Emergency officials say that 911 service was mostly restored in Erie County at 7 a.m., after an outage that started around 3:30 a.m. That was three and a half hours after the outage began.
According to Erie County's Emergency Services, two backup systems for the 911 call center didn't work as planned. Erie County Executive (D) Mark Poloncarz says calls were routing to Buffalo and Tonawanda dispatchers instead of the designated four dispatch centers.
"If the system ever went down here Amherst, Tonawanda, Cheektowaga and Hamburg would immediately be rerouted with all the calls," said Poloncarz. "It appears that only Tonawanda and the Buffalo Fire call centers were receiving calls."
Other 7-digit numbers were released for emergency calls.
The outage was caused after a cooling system failed at the county's 911 center. The system began to overheat, which forced the systems computers to shutdown. Two back-up systems, which would have rerouted calls and notified county officials about the system failure, also didn't work.

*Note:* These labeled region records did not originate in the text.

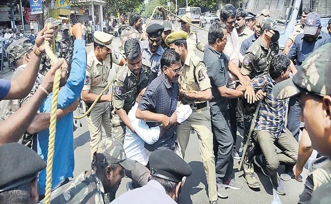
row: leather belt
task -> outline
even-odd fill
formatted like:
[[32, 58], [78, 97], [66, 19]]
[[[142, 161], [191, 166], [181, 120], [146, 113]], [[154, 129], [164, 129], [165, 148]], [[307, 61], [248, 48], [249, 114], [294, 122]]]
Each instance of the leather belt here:
[[199, 110], [204, 108], [207, 107], [207, 101], [201, 104], [190, 104], [189, 106], [191, 107], [192, 110]]

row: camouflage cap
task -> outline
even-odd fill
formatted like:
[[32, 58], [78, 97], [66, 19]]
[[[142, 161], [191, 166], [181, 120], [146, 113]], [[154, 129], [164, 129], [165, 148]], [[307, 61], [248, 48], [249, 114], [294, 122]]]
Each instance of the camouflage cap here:
[[282, 27], [278, 25], [277, 21], [272, 18], [265, 18], [261, 19], [260, 21], [260, 27], [261, 31], [273, 30], [280, 32], [284, 30]]
[[263, 9], [261, 11], [260, 16], [263, 16], [264, 17], [270, 17], [270, 11], [268, 9]]
[[331, 44], [325, 44], [310, 54], [293, 77], [276, 84], [273, 96], [284, 99], [301, 92], [331, 96]]
[[187, 39], [187, 33], [185, 31], [177, 31], [168, 35], [164, 40], [166, 44], [169, 46], [170, 44], [178, 40], [186, 40]]
[[7, 47], [8, 59], [11, 63], [19, 59], [27, 51], [32, 49], [33, 44], [29, 38], [24, 38], [19, 39], [13, 42]]
[[61, 26], [61, 31], [63, 31], [65, 30], [69, 30], [69, 27], [67, 25], [62, 25], [62, 26]]
[[93, 154], [93, 160], [104, 164], [119, 164], [128, 171], [135, 168], [134, 162], [126, 157], [122, 144], [111, 138], [104, 139], [100, 142]]

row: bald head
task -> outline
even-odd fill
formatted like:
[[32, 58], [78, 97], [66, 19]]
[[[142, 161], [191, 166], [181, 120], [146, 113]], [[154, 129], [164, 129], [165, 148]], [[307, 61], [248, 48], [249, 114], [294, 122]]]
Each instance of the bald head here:
[[254, 33], [255, 33], [255, 36], [256, 38], [260, 37], [260, 31], [261, 30], [261, 27], [260, 27], [260, 21], [262, 19], [265, 18], [263, 15], [259, 15], [255, 19], [255, 25], [254, 26]]

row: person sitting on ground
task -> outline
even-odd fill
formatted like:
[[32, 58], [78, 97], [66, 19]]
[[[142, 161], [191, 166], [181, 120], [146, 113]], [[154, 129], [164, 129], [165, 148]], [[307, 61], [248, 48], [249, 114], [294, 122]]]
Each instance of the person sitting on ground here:
[[134, 160], [135, 163], [134, 170], [124, 170], [125, 175], [132, 180], [126, 185], [128, 190], [147, 184], [149, 176], [148, 151], [144, 145], [145, 142], [148, 144], [154, 144], [167, 131], [162, 125], [149, 128], [145, 121], [135, 117], [138, 104], [146, 88], [139, 93], [134, 106], [128, 114], [134, 132], [126, 126], [123, 147], [128, 158]]
[[[252, 86], [257, 91], [257, 95], [265, 95], [261, 101], [255, 123], [252, 124], [252, 137], [260, 145], [263, 153], [254, 156], [254, 160], [262, 172], [269, 177], [273, 188], [280, 195], [285, 195], [285, 191], [277, 173], [278, 168], [280, 164], [295, 164], [298, 144], [286, 128], [289, 100], [275, 98], [272, 88], [288, 79], [290, 70], [290, 60], [285, 55], [278, 55], [271, 59], [268, 73], [252, 80]], [[275, 145], [281, 152], [275, 151]]]
[[[7, 48], [8, 59], [15, 68], [15, 72], [12, 77], [12, 81], [15, 80], [26, 69], [30, 59], [33, 59], [34, 55], [33, 50], [34, 45], [28, 38], [21, 38], [12, 43]], [[39, 65], [38, 65], [39, 66]], [[65, 71], [62, 72], [62, 80], [60, 87], [65, 84], [65, 78], [67, 74]], [[3, 108], [0, 110], [0, 122], [6, 120], [14, 113], [19, 110], [27, 100], [36, 93], [39, 86], [40, 81], [37, 76], [35, 85], [29, 94], [24, 98], [15, 100], [8, 100], [3, 101]], [[57, 118], [58, 120], [67, 114], [74, 111], [76, 109], [76, 104], [74, 103], [72, 105], [64, 108], [58, 109], [57, 111]], [[50, 113], [39, 113], [39, 110], [34, 117], [31, 123], [29, 124], [26, 132], [20, 138], [19, 142], [30, 147], [32, 146], [33, 139], [34, 137], [37, 137], [36, 133], [45, 130], [49, 127], [50, 119]]]
[[11, 143], [0, 146], [0, 203], [37, 204], [38, 174], [46, 168], [42, 159], [29, 148]]
[[[92, 169], [85, 171], [67, 184], [52, 192], [51, 203], [108, 203], [106, 194], [115, 194], [118, 189], [124, 170], [135, 168], [133, 161], [126, 158], [122, 144], [105, 138], [93, 154]], [[44, 203], [43, 200], [40, 203]]]
[[[280, 99], [297, 96], [302, 107], [300, 119], [305, 122], [312, 147], [321, 155], [327, 156], [329, 160], [331, 159], [330, 49], [331, 44], [327, 43], [313, 52], [303, 62], [296, 74], [275, 85], [272, 91], [274, 97]], [[321, 161], [319, 162], [320, 163]], [[309, 187], [311, 189], [307, 189], [306, 185], [300, 196], [299, 203], [329, 202], [329, 198], [325, 196], [329, 191], [323, 188], [331, 183], [330, 164], [328, 161], [309, 174], [309, 179], [307, 178], [307, 181], [310, 182]], [[315, 164], [319, 165], [316, 163]], [[310, 170], [312, 170], [311, 167], [311, 165]], [[325, 193], [318, 195], [320, 190]], [[320, 202], [323, 200], [326, 202]]]
[[166, 149], [152, 152], [149, 163], [151, 175], [147, 185], [122, 194], [112, 204], [178, 202], [182, 181], [192, 172], [189, 165], [176, 153]]

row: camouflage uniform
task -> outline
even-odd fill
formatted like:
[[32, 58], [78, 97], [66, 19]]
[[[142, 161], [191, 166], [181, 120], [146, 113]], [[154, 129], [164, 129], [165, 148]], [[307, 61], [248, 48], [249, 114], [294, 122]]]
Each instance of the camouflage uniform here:
[[[55, 40], [55, 54], [57, 56], [59, 57], [60, 55], [60, 48], [61, 47], [61, 44], [60, 42]], [[47, 55], [44, 55], [41, 57], [41, 60], [40, 61], [40, 65], [39, 72], [43, 75], [46, 75], [46, 74], [47, 73], [47, 71], [50, 69], [51, 64], [50, 64], [50, 59], [47, 56]], [[42, 80], [43, 79], [41, 79]]]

"The backup system that is part of this building is controlled by Siemens which is suppose to notify county personnel of a shut down of these type of HVAC locations - didn't activate," said Poloncarz.
7 Eyewitness News called Siemens to get answers about what happened but they said, "No comment."
7 Eyewitness News asked for a tour of the call center, but his staff said: "Please be advised that no tours or video availability will be happening at the Center today."
Shortly thereafter, Poloncarz took a tour of the facility, tweeting photos from inside:
Touring the E 911 Call Center which is receiving and responding to calls. @ErieCountyESU pic.twitter.com/szG0ymYXGH
— Mark Poloncarz (@markpoloncarz) March 30, 2016
According to Poloncarz the other backup system relies on Verizon, which helps in rerouting calls.
Erie County Legislator Edward Rath (R) is demanding a hearing on April 7th to look into the failures. Poloncarz had harsh words from Rath:
Mark Poloncarz: If you make cuts, don't be surprised when thin...Erie County Executive has some harsh words for a legislator who's calling for a hearing after the county's 911 system went down overnight."I've been up since early in the morning. I'm fairly confident Legislator Rath was sleeping in and then calling for a hearing without doing anything to make a difference."
Posted by WKBW-TV on Wednesday, March 30, 2016
In the meantime Commissioner of Emergency Services for Erie County Daniel Neaverth Jr. said the problem is being reviewed.
"What we're doing now is addressing with Verizon and Intrado with those folks, as to why when we did actually have a hard shut down it didn't transfer to those four back-up systems," said Neaverth. "That's really where the investigation needs to be and once we get an answer from them we'll have a better handle on making sure this never happens again."
Neaverth said there were no serious emergency calls during the shut down. He said on average they receive 45 calls during that time.